Always walk the client through making small tweaks or let them know you can do it later for an

inexpensive fee.


Step 7: Offer Simple Add-Ons

When the site is live, most clients will ask, "Can you also do.?"


These are simple, high-ticket upsells you can offer:


Google Business Profile setup/optimization: $100–$300


Domain or email connection: $50–$150


Adding contact/book systems (e.g., Calendly): $50–$200


Simple SEO keyword optimization or blog page: $150–$300


Don't need to upsell aggressively — just tell them you're able to work on more than the site.


Step 8: Get Testimonials and Referrals

After completing a successful project, always ask:


A short testimonial (you can write it for them and get them to sign it)


A review on Google, LinkedIn, or Facebook (if you have business pages)

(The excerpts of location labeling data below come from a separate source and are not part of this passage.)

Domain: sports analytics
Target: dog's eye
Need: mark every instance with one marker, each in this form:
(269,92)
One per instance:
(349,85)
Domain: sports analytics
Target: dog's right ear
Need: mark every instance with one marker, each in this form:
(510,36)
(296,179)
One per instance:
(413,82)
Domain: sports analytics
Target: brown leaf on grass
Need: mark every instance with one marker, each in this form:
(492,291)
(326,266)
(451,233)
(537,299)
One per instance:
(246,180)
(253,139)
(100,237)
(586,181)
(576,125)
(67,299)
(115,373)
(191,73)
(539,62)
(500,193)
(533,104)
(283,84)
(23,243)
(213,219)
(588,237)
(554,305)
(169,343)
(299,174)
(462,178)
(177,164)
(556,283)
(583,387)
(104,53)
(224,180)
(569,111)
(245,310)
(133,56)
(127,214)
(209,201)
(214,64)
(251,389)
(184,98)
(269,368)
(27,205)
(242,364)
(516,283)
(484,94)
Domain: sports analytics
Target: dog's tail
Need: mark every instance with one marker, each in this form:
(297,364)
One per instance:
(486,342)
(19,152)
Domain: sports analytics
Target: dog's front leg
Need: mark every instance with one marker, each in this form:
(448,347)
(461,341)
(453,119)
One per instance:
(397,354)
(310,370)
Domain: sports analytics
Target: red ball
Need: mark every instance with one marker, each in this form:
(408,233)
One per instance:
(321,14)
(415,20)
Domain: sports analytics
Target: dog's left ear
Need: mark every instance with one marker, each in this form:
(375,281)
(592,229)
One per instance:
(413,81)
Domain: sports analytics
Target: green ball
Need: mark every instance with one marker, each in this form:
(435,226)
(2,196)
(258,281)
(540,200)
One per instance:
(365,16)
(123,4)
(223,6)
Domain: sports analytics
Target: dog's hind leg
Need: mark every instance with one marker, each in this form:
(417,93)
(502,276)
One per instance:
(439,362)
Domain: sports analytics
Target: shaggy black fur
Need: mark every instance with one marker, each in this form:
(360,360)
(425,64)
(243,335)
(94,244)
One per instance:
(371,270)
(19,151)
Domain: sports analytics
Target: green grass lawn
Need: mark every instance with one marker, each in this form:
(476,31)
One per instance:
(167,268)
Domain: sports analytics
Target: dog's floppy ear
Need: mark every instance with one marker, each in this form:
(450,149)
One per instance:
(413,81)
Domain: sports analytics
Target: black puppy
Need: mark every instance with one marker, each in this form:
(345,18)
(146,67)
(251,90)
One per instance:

A referral — ask if they know another business that could use your services


This builds your reputation quickly, especially if you stay local.


Step 9: Make It Repeatable

To scale this side hustle, make your process repeatable:


Save your favorite templates


Use the same form to collect client information


Create a pricing sheet or services page


Keep testimonials on a portfolio page


Automate invoicing with Wave or PayPal Business


Down the road, you can build 1–2 sites a week and charge $500+ a site — without an agency, coding

experience, or high overhead.


Final Thoughts

Local business website building is a real, low-hurdle side hustle that makes decent money and builds

long-term competence. You don't have to make it harder than it is.


Start small. Add value. Show up.


If you can come up with something simple and mobile-friendly — and can communicate well —

then basically you've got everything you need to make this a reliable source of money.